Alison concluded: "John Wesley, and the Methodist Church he founded, believe it is inconceivable to follow Christ and not have the welfare of the poor and the vulnerable close to your heart, and we are proud to stand beside others who share those concerns today."

The full text of Alison's address follows:

"You may not have noticed but this but you are sitting in a Methodist Church, where a vibrant multi-cultural congregation meet each Sunday. When you came in on the first floor on your left there was a life size statue of John Wesley the founder of the Methodist Church. You may have missed it - he was a very short man.

"In his journals he wrote about a press that stigmatised the poor, he wrote of politicians who did not wish to look at the concerns of the poor, and who continually blamed the poor for their own fate. He wrote of people using that stigma and blame to continually treat the poorest and most vulnerable badly. Thanks goodness that was 250 years ago and could never happen now!

"The past ten to fifteen years of boom benefited some sections of society but not the poorest. Relatively their income went down. Justice or, to use that popular word, 'fairness' demand that they do not suffer now during the bust.

"Earlier this month Eric Pickles asked us to judge the government on how they treated the most vulnerable. That we will do.

"The task the government has set itself of cutting the deficit to zero in a short space of time while not harming the most vulnerable is a difficult one, some may say an impossible one. We shall wait and see but the initial signs are not promising.
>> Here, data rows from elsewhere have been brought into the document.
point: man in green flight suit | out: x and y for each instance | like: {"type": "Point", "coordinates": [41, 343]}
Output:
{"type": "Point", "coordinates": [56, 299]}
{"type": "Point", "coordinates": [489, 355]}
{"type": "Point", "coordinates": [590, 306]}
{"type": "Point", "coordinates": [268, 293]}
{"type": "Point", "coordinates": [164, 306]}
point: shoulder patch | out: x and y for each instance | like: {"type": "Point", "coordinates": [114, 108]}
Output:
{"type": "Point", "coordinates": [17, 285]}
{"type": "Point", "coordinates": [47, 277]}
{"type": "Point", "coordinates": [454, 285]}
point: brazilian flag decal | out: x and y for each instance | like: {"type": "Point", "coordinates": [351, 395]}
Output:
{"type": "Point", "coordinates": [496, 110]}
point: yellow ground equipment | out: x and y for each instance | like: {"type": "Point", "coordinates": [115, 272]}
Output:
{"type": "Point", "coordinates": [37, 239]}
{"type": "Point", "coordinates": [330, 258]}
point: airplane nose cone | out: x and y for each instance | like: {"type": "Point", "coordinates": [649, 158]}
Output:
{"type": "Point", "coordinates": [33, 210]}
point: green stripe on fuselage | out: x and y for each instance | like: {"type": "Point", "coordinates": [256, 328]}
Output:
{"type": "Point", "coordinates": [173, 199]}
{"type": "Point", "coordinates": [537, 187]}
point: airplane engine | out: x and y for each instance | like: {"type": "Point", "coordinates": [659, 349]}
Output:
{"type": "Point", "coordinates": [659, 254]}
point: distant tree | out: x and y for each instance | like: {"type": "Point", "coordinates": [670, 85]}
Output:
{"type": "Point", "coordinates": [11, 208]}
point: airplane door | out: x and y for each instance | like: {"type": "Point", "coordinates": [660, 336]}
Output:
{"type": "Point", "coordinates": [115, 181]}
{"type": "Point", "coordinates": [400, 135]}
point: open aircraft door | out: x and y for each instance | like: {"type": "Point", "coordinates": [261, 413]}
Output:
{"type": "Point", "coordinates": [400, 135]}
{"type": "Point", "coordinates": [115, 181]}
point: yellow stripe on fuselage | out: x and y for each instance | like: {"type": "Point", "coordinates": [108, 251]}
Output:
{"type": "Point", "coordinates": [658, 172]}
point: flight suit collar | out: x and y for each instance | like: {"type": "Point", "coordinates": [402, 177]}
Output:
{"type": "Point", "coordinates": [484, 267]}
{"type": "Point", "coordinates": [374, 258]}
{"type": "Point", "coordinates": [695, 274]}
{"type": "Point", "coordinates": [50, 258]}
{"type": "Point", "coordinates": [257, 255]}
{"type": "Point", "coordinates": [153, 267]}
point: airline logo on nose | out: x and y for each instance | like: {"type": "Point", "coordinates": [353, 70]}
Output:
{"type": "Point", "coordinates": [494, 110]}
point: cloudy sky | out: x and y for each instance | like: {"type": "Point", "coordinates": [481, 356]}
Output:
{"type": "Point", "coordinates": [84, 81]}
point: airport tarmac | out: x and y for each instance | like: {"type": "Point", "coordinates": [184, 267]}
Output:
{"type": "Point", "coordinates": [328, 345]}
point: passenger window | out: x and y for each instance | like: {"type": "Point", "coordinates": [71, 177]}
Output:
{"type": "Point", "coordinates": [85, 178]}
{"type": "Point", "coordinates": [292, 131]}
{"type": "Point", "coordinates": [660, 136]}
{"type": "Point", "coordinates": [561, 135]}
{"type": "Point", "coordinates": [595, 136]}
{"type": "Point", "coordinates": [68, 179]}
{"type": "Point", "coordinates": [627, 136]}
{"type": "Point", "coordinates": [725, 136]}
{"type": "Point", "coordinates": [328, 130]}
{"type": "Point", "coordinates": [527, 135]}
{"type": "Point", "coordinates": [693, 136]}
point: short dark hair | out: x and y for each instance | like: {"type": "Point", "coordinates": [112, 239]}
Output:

"Brief conversations with colleagues highlight the fears that they have for the work going on in the communities they serve. Local authorities and others are tightening their belts prior to the CSR. Just in the last week I have been told about
• an emergency housing project in Birmingham at threat
• a project in Newcastle working with women seeking sanctuary
• a young offender rehabilitation project in Liverpool wondering if it must close

"The church is grateful to be able to work with these and hundreds of other projects like them up and down the country. The people whose compassion and hard work have created and sustained each of these projects will not be sleeping well tonight. And they will rightly be wondering about the meaning of the phrase "Big Society".
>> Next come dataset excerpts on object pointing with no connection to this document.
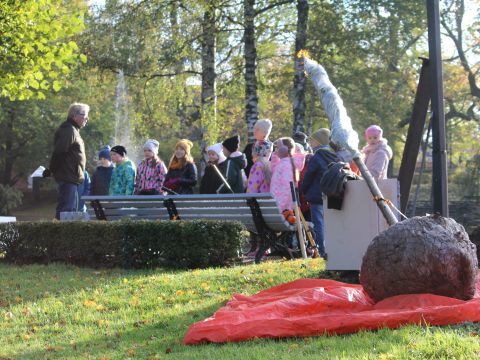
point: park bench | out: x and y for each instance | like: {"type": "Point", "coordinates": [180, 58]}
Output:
{"type": "Point", "coordinates": [258, 212]}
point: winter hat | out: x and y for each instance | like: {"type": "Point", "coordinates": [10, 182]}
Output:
{"type": "Point", "coordinates": [217, 149]}
{"type": "Point", "coordinates": [232, 144]}
{"type": "Point", "coordinates": [300, 137]}
{"type": "Point", "coordinates": [104, 153]}
{"type": "Point", "coordinates": [185, 144]}
{"type": "Point", "coordinates": [151, 145]}
{"type": "Point", "coordinates": [282, 151]}
{"type": "Point", "coordinates": [265, 125]}
{"type": "Point", "coordinates": [374, 130]}
{"type": "Point", "coordinates": [321, 136]}
{"type": "Point", "coordinates": [120, 150]}
{"type": "Point", "coordinates": [263, 148]}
"This building was built a hundred years ago using money donated by ordinary Methodists. To ensure this was a building of ordinary people initially no-one was allowed to donate more than one guinea. Rich and the poor alike. In the historic roll, which you can see on the left as you leave the building, the names of all the people who gave one guinea, including my grandparents, are recorded.

"This hall was built because Methodists believed that ordinary people, people who could afford no more than one guinea, should have a voice in the heart of Westminster. Hearing today's contributions, the stories of ordinary people, the concern for ordinary people, I am confident my grandparents would have felt that theirs was a guinea well spent.

"Methodists support a wide range of views about deficit reduction. It is possible to be a Christian and a member of almost any political party. John Wesley and the Methodist Church he founded, believe it is inconceivable to follow Christ and not have the welfare of the poor and the vulnerable close to your heart, and we are proud to stand beside others who share those concerns today."